Bug #58549 Race condition in buf_LRU_drop_page_hash_for_tablespace() and compressed tables
Submitted: 29 Nov 2010 8:55 Modified: 26 Mar 2012 23:49
Reporter: Marko Mäkelä Email Updates:
Status: Closed Impact on me:
None 
Category:MySQL Server: InnoDB Plugin storage engine Severity:S3 (Non-critical)
Version:5.1 plugin, 5.5+ OS:Any
Assigned to: Marko Mäkelä
Tags: compression, DISCARD TABLESPACE, drop table, race condition, row_format=compressed
Triage: Triaged: D1 (Critical) / R1 (None/Negligible) / E1 (None/Negligible)

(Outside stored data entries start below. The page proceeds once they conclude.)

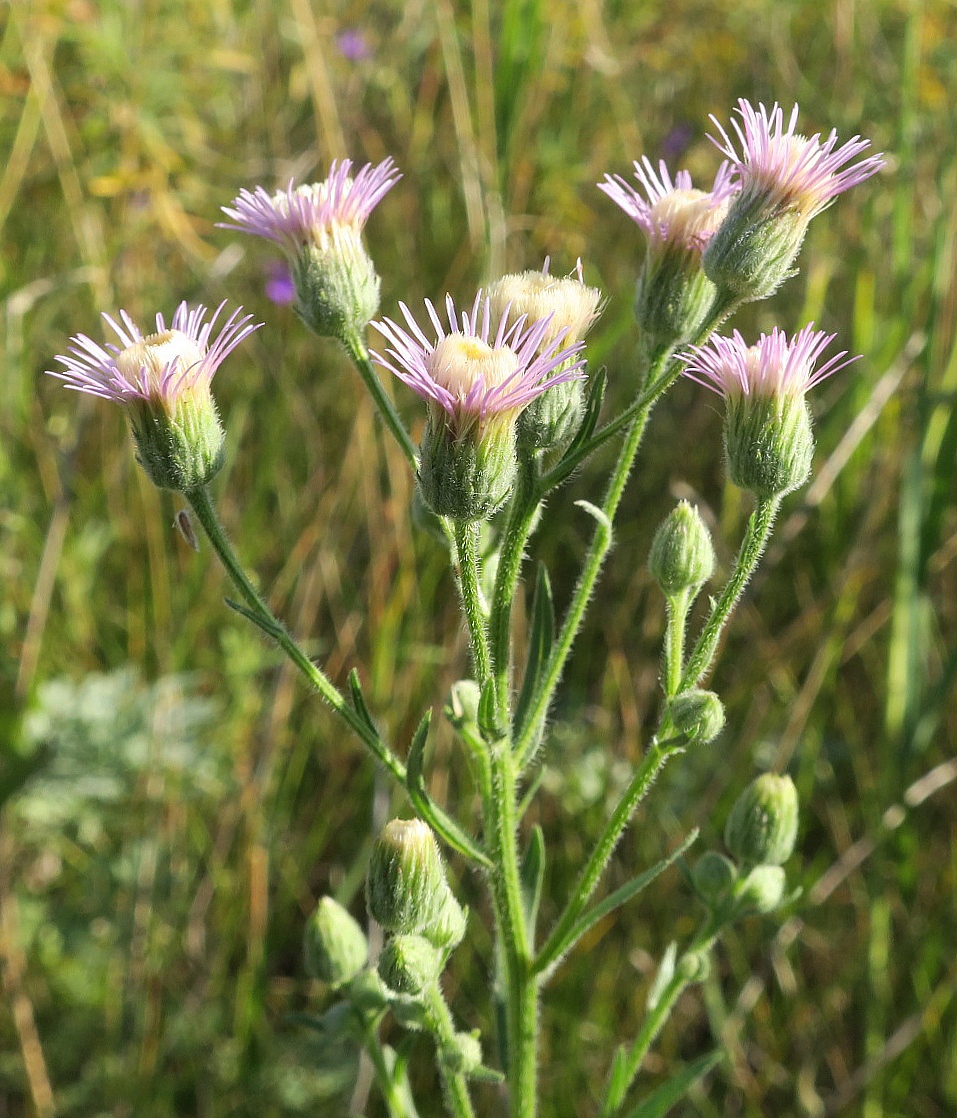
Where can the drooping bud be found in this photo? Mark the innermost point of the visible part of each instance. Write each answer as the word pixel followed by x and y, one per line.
pixel 406 888
pixel 682 556
pixel 760 892
pixel 334 946
pixel 409 965
pixel 761 828
pixel 713 877
pixel 698 716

[29 Nov 2010 8:55] Marko Mäkelä
Description:
It looks like I introduced a race condition when merging this fix to the InnoDB Plugin:
---
r2742 | inaam | 2008-10-08 22:02:15 +0300 | 11 lines

branches/5.1:

Fix Bug#39939 DROP TABLE/DISCARD TABLESPACE takes long time in
buf_LRU_invalidate_tablespace()

Improve implementation of buf_LRU_invalidate_tablespace by attempting
hash index drop in batches instead of doing it one by one.
---
The problem is this comparison in the code:

		if (bpage && !buf_page_in_file(bpage)) {

For example, when buf_page_get_gen() does buf_relocate() to create an uncompressed page frame for a block that only existed in compressed format in the buffer pool, neither it nor buf_buddy_free() will reset the bpage->state of the compressed-only block. Thus, the test in buf_LRU_drop_page_hash_for_tablespace() will mistakenly treat the freed compressed-only block descriptor as the real deal.

How to repeat:
Something like this:

CREATE TABLE t1 (...) ENGINE=InnoDB ROW_FORMAT=COMPRESSED;
--- insert many rows
CREATE TABLE t2 (...) ENGINE=InnoDB;
--- insert many rows (forcing discard of the uncompressed frames of t1)
DROP TABLE t2;
--- while the above is executing, access those pages of t1 that are in the buffer pool in compressed format only, to force them into the uncompressed pool

Suggested fix:
Make the test stricter. After buf_pool->mutex has been released, the bpage cannot be trusted at all if it was in the compressed pool. Thus, before the potential release of the buf_pool->mutex, read the prev_bpage->state. If it was BUF_BLOCK_ZIP_PAGE or BUF_BLOCK_ZIP_DIRTY, consider always restarting the scan. Alternatively, do not advance to prev_bpage, but keep the pointer at bpage, and safely read its LRU list predecessor on the next loop round.
[23 Nov 2011 5:56] Nizameddin Ordulu
Marko: Where is the patch for this? I understand that revid 3562 contains the fix for this but it also contains lots of other stuff.
[29 Nov 2011 7:15] Marko Mäkelä
The patch for this bug was pushed in a changeset that was part of a merge:

revno: 3562
revision-id: kent.boortz@oracle.com-20110703154737-d27i4ypu2a0ran21

            revno: 3351.14.352
            revision-id: marko.makela@oracle.com-20110228115118-ogs3ib1eaz9bsgkt
            parent: vasil.dimov@oracle.com-20110225095018-jgmv1pnuprrjzat1
            committer: Marko Mäkelä <marko.makela@oracle.com>
            branch nick: 5.1-innodb
            timestamp: Mon 2011-02-28 13:51:18 +0200
            message:
              Bug #58549 Race condition in buf_LRU_drop_page_hash_for_tablespace()
              and compressed tables

The following commands work for me:

bzr log -r3351.14.352
bzr diff -c3351.14.352
[26 Mar 2012 23:49] John Russell
Added to changelog for 5.1.59: 

A DROP TABLE or DROP INDEX statement for an InnoDB table on a busy 
server could cause a crash or corrupt data in the buffer pool, if the 
buffer pool contained data from an InnoDB compressed table that was 
being accessed at the same time. (The crash could occur whether or 
not the table being dropped used compression.)